You do so sulk, Colleen thought as she rolled her eyes. "Fine, I'm having a bit of a sulk, trying to figure out how we're going to help Mom pay for all of it."

Molly topped off Liam's whiskey and took Colleen's glass to refill. As she muddled more mint and sugar, she gave Colleen a contemplative look. "You used to bartend over at the Grande, right?"

Colleen nodded. She'd bartended at the historic hotel during the summers after her junior and senior years, and worked at a bar in Bozeman during the school year. "Yeah, why?"

"Just thinking we could really use some more help around here a couple nights a week." She topped Colleen's drink with a sprig of mint and set it on the napkin in front of her. "I want to scale back, and of course take off several months entirely once this little critter gets here."

Colleen's heart twisted as she watched Molly stroke her hand lovingly over her rounded belly. She swallowed hard and told herself the tightness in her throat was just tension from everything they had going on.

"And Lord knows Ellie has her hands full with two kids."

"Yeah." Colleen tore her gaze away from Molly's midsection and forced a smile on her lips. "I've seen Anthony twice at the ER since I started working there. Speaking of which, once I up my hours to full time, I should be bringing in enough to cover the payments. But thanks for the offer."

Molly shrugged. "It was worth a try. Let me know if you change your mind. With the summer tourist season gearing up, you'd make great tips."

The next day Colleen spoke with the Nancy Johnson, the Chief Nursing Officer at the medical center and asked her how soon she could start full time.

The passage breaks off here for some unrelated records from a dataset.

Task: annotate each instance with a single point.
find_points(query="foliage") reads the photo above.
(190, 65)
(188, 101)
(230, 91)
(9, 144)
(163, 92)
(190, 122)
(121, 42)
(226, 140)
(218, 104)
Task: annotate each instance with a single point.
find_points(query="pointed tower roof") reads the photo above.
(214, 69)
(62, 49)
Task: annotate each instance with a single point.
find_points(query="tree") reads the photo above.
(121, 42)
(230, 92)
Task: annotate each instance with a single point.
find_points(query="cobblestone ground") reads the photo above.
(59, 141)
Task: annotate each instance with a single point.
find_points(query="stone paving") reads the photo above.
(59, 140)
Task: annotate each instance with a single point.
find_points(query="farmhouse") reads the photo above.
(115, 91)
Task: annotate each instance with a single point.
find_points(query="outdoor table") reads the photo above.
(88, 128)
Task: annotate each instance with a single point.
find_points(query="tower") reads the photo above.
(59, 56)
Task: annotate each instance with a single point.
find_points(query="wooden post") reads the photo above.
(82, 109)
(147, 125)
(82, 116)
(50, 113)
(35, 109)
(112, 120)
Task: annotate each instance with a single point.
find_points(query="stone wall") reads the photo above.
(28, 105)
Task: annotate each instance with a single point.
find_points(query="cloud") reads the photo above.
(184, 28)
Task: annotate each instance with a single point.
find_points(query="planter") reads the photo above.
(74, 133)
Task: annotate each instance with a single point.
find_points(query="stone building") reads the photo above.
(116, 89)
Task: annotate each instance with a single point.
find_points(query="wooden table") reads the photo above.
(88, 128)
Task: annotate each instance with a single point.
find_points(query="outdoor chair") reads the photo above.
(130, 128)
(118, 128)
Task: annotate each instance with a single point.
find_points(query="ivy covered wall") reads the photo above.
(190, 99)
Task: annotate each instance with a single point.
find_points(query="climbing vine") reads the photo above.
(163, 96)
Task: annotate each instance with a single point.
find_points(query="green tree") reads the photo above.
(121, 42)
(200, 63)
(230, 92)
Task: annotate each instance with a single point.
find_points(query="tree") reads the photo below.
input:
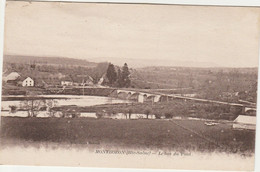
(111, 74)
(120, 81)
(147, 112)
(125, 76)
(33, 104)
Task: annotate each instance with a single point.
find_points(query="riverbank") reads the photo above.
(174, 108)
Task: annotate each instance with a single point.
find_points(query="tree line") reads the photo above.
(118, 78)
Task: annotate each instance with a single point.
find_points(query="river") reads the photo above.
(60, 100)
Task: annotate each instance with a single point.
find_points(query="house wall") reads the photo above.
(28, 82)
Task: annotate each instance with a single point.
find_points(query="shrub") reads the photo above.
(147, 112)
(168, 115)
(13, 109)
(99, 115)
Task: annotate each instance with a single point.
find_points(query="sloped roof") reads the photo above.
(12, 76)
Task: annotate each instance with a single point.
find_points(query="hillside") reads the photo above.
(47, 60)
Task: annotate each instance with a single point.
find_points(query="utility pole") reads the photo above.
(83, 87)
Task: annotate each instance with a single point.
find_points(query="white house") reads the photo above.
(11, 77)
(28, 82)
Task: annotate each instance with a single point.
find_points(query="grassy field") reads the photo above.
(149, 134)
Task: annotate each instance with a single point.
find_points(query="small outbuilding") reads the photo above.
(28, 82)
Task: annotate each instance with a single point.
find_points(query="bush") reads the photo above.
(147, 112)
(157, 115)
(13, 109)
(168, 115)
(99, 115)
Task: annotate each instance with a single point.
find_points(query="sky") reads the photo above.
(164, 35)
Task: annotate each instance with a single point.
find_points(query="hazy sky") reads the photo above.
(223, 36)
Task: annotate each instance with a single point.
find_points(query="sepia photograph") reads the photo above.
(126, 85)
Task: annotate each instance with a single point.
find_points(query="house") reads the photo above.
(12, 78)
(87, 80)
(67, 81)
(103, 80)
(28, 82)
(82, 80)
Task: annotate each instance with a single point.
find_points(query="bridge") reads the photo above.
(141, 97)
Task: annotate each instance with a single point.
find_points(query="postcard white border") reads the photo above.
(247, 3)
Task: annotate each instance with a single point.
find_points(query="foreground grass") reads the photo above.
(151, 134)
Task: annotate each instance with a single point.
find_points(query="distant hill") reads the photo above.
(47, 60)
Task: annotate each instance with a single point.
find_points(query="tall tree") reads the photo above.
(125, 76)
(120, 81)
(111, 74)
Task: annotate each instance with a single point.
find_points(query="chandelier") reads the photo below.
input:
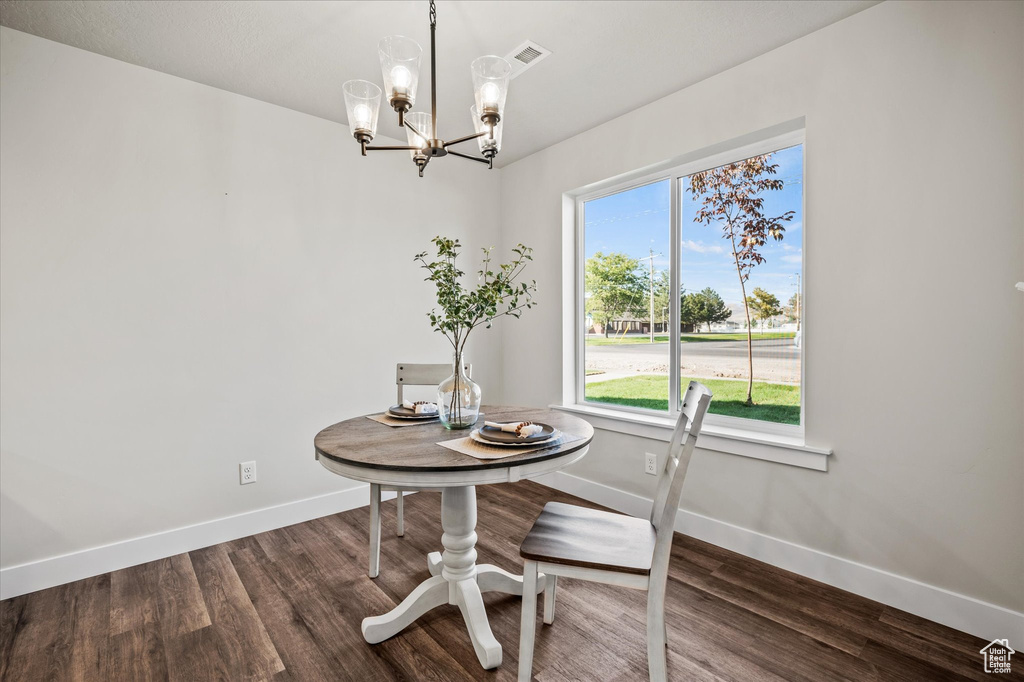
(400, 68)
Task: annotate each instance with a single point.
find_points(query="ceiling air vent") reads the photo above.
(525, 56)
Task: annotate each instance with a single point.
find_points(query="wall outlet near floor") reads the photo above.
(650, 464)
(247, 472)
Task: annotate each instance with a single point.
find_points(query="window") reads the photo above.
(696, 272)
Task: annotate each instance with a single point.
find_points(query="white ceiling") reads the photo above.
(608, 57)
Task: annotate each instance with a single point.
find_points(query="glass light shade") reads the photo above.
(363, 101)
(486, 142)
(400, 67)
(491, 83)
(421, 121)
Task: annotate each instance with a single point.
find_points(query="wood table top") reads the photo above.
(364, 442)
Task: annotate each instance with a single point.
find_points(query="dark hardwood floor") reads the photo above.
(287, 605)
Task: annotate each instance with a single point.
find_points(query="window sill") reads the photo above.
(768, 446)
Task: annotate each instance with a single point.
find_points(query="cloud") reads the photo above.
(700, 247)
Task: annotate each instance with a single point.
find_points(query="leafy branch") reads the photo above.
(499, 293)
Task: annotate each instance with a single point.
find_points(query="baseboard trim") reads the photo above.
(949, 608)
(44, 573)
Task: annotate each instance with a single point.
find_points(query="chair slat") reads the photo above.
(412, 374)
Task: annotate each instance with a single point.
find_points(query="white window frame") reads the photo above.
(778, 442)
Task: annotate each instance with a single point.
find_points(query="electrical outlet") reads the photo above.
(247, 473)
(650, 464)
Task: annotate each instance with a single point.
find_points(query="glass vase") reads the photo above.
(459, 397)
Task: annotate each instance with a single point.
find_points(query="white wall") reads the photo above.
(913, 216)
(192, 279)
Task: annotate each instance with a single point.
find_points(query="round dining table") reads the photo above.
(410, 458)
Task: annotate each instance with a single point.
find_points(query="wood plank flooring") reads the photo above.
(287, 605)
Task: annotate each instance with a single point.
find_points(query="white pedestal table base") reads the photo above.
(455, 579)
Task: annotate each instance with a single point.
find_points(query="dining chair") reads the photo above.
(604, 547)
(407, 374)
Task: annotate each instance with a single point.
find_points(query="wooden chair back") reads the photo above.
(410, 374)
(670, 482)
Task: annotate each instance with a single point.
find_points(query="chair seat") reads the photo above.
(580, 537)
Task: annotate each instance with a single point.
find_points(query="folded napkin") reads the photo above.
(421, 408)
(521, 429)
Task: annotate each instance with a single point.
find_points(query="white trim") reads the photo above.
(949, 608)
(757, 444)
(44, 573)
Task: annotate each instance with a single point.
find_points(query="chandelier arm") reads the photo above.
(466, 156)
(433, 73)
(391, 147)
(464, 139)
(414, 129)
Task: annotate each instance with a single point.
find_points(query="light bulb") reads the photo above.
(489, 93)
(400, 77)
(361, 114)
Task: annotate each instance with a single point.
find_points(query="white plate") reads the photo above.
(475, 435)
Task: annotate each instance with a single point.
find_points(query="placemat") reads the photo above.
(391, 421)
(469, 446)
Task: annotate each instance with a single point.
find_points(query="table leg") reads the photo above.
(494, 579)
(457, 583)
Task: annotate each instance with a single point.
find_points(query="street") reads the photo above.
(774, 359)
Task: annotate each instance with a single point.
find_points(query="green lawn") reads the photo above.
(775, 402)
(685, 338)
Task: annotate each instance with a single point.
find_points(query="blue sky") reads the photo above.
(637, 220)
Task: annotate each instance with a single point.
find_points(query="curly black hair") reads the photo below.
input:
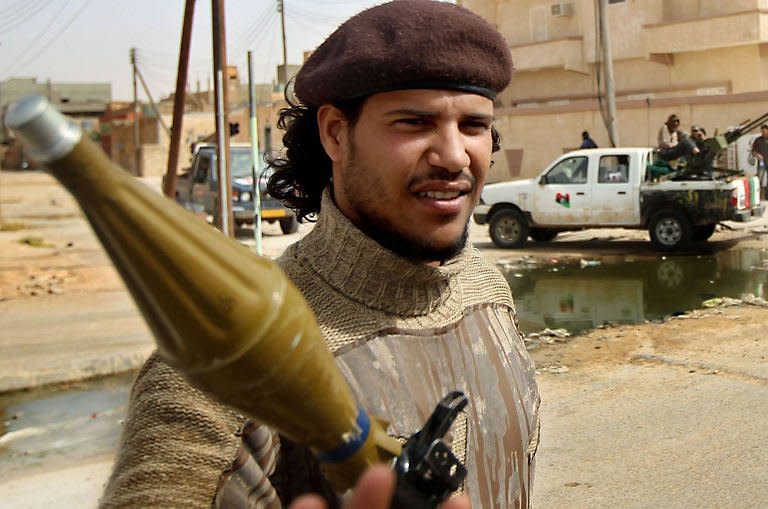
(304, 170)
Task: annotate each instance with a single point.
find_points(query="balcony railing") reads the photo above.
(748, 27)
(564, 53)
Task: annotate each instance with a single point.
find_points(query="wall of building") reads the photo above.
(705, 60)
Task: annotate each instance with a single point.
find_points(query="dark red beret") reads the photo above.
(406, 44)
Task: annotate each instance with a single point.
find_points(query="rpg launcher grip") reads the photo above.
(230, 321)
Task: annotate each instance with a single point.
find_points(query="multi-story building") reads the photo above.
(705, 60)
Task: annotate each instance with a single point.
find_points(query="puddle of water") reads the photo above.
(581, 294)
(66, 422)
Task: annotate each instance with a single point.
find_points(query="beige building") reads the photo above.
(705, 60)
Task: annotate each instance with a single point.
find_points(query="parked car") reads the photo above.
(197, 188)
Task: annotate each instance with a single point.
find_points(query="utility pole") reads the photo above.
(136, 131)
(226, 221)
(281, 10)
(256, 168)
(152, 103)
(608, 64)
(179, 99)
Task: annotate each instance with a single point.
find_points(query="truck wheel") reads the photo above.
(289, 224)
(703, 232)
(542, 234)
(670, 230)
(508, 228)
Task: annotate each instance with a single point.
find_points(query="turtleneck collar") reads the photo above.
(358, 267)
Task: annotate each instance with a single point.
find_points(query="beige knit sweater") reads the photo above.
(178, 445)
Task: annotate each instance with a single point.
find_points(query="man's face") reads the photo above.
(410, 171)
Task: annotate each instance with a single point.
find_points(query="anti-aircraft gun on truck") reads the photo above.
(678, 202)
(703, 165)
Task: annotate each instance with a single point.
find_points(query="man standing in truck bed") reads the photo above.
(388, 148)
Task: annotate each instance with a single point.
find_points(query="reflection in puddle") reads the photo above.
(65, 422)
(581, 294)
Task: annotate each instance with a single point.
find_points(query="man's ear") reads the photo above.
(332, 125)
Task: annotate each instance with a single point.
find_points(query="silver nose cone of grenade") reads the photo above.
(47, 134)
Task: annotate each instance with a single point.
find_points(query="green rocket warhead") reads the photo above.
(230, 321)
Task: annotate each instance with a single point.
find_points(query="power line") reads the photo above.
(21, 15)
(21, 57)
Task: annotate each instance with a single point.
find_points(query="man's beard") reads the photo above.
(386, 234)
(413, 248)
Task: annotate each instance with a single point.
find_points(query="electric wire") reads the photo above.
(20, 16)
(53, 39)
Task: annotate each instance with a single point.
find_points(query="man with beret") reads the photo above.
(387, 146)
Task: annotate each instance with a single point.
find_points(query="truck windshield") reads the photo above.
(241, 163)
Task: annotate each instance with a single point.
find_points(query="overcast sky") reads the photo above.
(90, 40)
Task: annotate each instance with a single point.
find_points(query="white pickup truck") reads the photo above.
(615, 187)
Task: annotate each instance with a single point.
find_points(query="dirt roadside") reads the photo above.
(653, 415)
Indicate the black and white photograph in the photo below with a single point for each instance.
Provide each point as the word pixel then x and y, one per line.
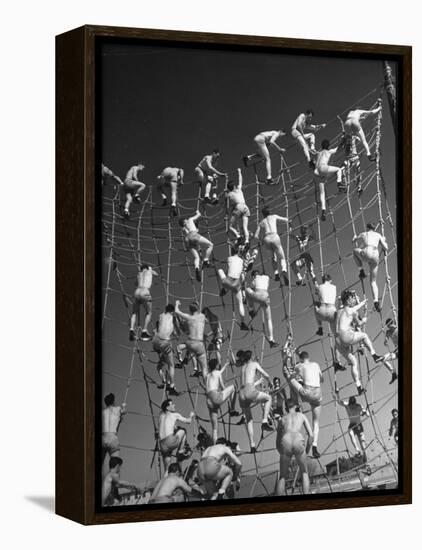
pixel 250 290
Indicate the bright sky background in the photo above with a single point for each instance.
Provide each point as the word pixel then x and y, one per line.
pixel 169 107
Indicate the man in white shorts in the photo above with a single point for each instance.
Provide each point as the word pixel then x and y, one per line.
pixel 233 282
pixel 347 336
pixel 325 308
pixel 369 252
pixel 257 294
pixel 132 187
pixel 323 171
pixel 238 210
pixel 303 131
pixel 170 178
pixel 194 241
pixel 353 127
pixel 142 296
pixel 208 174
pixel 272 242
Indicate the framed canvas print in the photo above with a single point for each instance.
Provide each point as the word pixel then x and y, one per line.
pixel 233 275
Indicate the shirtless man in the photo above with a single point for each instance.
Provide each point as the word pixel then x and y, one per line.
pixel 272 242
pixel 304 260
pixel 257 293
pixel 355 411
pixel 263 140
pixel 233 282
pixel 325 309
pixel 323 171
pixel 290 442
pixel 239 212
pixel 249 395
pixel 170 178
pixel 112 482
pixel 195 342
pixel 346 336
pixel 369 253
pixel 172 437
pixel 166 488
pixel 207 175
pixel 216 333
pixel 132 187
pixel 213 472
pixel 353 126
pixel 106 172
pixel 112 417
pixel 309 390
pixel 142 296
pixel 194 241
pixel 218 394
pixel 304 132
pixel 161 343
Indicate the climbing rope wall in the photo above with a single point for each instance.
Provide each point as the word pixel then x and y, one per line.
pixel 152 236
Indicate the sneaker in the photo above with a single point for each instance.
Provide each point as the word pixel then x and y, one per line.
pixel 315 452
pixel 339 367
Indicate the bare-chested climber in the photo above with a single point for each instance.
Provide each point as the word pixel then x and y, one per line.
pixel 142 296
pixel 194 241
pixel 172 437
pixel 347 336
pixel 208 174
pixel 325 308
pixel 304 260
pixel 132 187
pixel 303 131
pixel 355 412
pixel 168 487
pixel 107 173
pixel 195 342
pixel 161 343
pixel 218 394
pixel 353 127
pixel 323 170
pixel 369 252
pixel 233 282
pixel 170 178
pixel 216 333
pixel 237 209
pixel 214 472
pixel 257 294
pixel 263 141
pixel 309 389
pixel 249 395
pixel 112 417
pixel 290 442
pixel 272 242
pixel 112 482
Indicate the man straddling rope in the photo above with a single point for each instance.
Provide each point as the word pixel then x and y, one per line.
pixel 272 242
pixel 194 241
pixel 369 252
pixel 142 296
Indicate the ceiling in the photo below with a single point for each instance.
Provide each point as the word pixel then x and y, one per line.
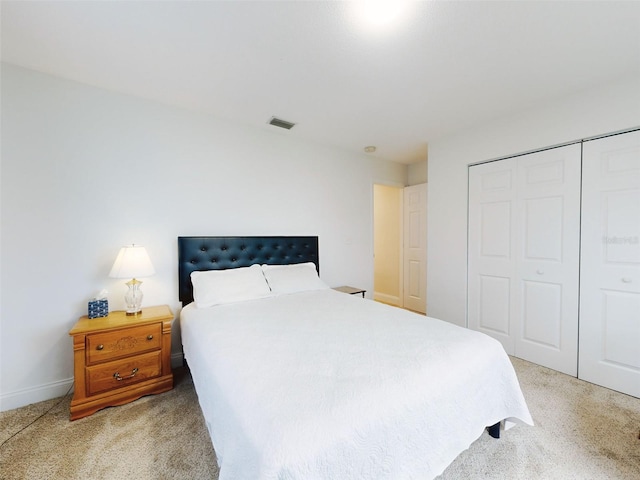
pixel 442 67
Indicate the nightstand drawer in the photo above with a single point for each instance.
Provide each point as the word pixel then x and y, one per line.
pixel 121 343
pixel 101 378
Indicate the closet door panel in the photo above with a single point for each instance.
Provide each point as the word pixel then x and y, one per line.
pixel 548 258
pixel 524 221
pixel 610 272
pixel 491 243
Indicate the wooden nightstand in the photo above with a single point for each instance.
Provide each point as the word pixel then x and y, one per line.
pixel 350 290
pixel 119 358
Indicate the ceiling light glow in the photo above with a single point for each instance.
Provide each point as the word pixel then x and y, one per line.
pixel 380 13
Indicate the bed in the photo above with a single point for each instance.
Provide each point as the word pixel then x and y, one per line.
pixel 299 381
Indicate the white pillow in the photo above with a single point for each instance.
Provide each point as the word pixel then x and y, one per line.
pixel 215 287
pixel 298 277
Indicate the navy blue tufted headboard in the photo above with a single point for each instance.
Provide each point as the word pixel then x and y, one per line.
pixel 218 253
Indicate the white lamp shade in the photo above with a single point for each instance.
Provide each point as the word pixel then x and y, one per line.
pixel 132 262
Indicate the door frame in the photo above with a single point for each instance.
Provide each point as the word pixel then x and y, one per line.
pixel 401 187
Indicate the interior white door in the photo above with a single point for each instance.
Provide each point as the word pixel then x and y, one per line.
pixel 610 272
pixel 524 234
pixel 415 248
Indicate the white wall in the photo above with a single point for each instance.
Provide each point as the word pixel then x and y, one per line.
pixel 85 171
pixel 601 110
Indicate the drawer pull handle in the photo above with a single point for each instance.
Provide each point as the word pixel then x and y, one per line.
pixel 119 378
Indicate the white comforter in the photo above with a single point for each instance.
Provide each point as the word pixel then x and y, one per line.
pixel 324 385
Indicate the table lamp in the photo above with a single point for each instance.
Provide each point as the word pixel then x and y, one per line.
pixel 132 262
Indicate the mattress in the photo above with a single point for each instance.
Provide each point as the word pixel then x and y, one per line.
pixel 324 385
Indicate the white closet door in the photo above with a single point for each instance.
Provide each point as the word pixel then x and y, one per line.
pixel 492 260
pixel 610 272
pixel 548 258
pixel 524 227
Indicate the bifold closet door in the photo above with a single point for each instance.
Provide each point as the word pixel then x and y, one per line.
pixel 524 236
pixel 610 270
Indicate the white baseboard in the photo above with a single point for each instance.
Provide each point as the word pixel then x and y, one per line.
pixel 47 391
pixel 385 298
pixel 36 394
pixel 177 360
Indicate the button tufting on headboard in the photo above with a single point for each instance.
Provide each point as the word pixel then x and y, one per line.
pixel 234 252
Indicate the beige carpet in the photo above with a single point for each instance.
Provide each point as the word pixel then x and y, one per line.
pixel 582 432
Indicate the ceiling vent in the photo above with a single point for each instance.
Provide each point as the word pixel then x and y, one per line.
pixel 278 122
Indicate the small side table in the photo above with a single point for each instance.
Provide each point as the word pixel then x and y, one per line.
pixel 119 358
pixel 350 290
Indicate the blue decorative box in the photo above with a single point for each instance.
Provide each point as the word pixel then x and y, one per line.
pixel 98 308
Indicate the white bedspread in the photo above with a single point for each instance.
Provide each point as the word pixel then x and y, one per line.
pixel 324 385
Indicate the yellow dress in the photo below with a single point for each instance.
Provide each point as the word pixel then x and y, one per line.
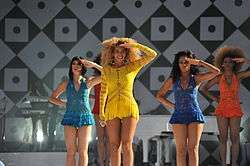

Nancy pursed her lips and fiddled with the chain that held her reading glasses around her neck. "Surely, dear, you don't want to spend so much time away from your mother?"

Some would have balked at the familiarity of a supervisor calling her "dear," but since Nancy and her husband had been friends with Colleen's parents since high school she could get away with it.

Despite her loose lips while talking to Molly last night, if her mom hadn't already told one of her oldest friends about her financial issues, Colleen didn't want to be the one to spill the tea.

Instead she said, "Mom's doing better lately, and she's trying to get out more. And I think it would be good for both of us if I got back to work full time. I'm fine doing nights and weekends or covering for people last minute." Anything to get her bank balance to grow.

Nancy sighed and pressed her lips together, saying nothing. The silence stretched over several seconds, long enough to make Colleen shift uncomfortably in her seat.

"I'm afraid I don't have enough room for you to go full-time, honey."

Colleen's eyebrows snapped together. "What do you mean? Everyone's always complaining that we're understaffed, especially the nurses."

"I know, but unfortunately with the recent budget cuts, there's not enough funding to bring in another nurse at your level full-time. Honestly, as it was I had to shoehorn you in to get you scheduled even half-time."

Colleen listened as Nancy promised to try to give her extra shifts if anyone was sick or went on vacation, and to give a glowing reference to anyone else interested in hiring her.